Computer Science 456/656
Automata and Formal Languages

What is a language?

Why do we introduce the concept "language" in a course about the theory of computation?

The answer is simple and striking:

Every problem that has a mathematical definition is a language problem.

The above statements seems quite radical, but it is simple to explain by giving a few examples.

Let L1 be the language of all non-empty strings of decimal digits.
Let L2 be the language of all two term addition problems, that is, L2 consists of all strings of the form x+y, where x and y are in L1.
The function which we call "addition" has domain L2 and range L1, and, for example, takes the string 34+689 to the string 723.
The problem of "adding" is then the problem of computing this function.
Existence of a Cycle in a Directed Graph:
Consider the following problem.
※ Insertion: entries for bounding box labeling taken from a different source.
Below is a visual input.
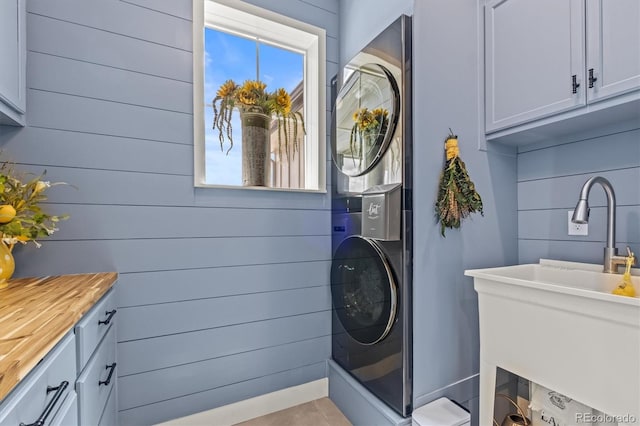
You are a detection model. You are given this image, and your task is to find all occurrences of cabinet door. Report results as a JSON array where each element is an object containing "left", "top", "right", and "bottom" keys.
[
  {"left": 586, "top": 0, "right": 640, "bottom": 102},
  {"left": 0, "top": 0, "right": 26, "bottom": 113},
  {"left": 485, "top": 0, "right": 584, "bottom": 133}
]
Given a directed graph G, does G contain a cycle?
We can encode G as a string. (Think: if you were to write a computer program to solve this problem, you would take as input some sort of file which encodes G. This file is in fact a string of symbols.)
We can then define L1 to be the language of all encodings of directed graphs, and L2 to be the language of all encodings of cyclic directed graphs.
Our problem is then, given a string w in L1, is w in L2?
Your Computer:
Your computer has various components, each of which must be in a given state at a given time. The current state of each component could be described (i.e., encoded) as a string of symbols. The state of the entire computer could be described by a single (long) string of symbols obtained by concatenating the strings describing the states of the various components. Such a string we call the current id of your computer. At each computational step the id of your computer changes. This change each step can be viewed as a function from the language of all possible ids of your computer to itself.
The question of what your computer can compute can be phrased in terms of this function on the language of all the ids of your computer.
Of course, your computer is connected to external input/output devices, and the states of these devices must be incorporated into the id.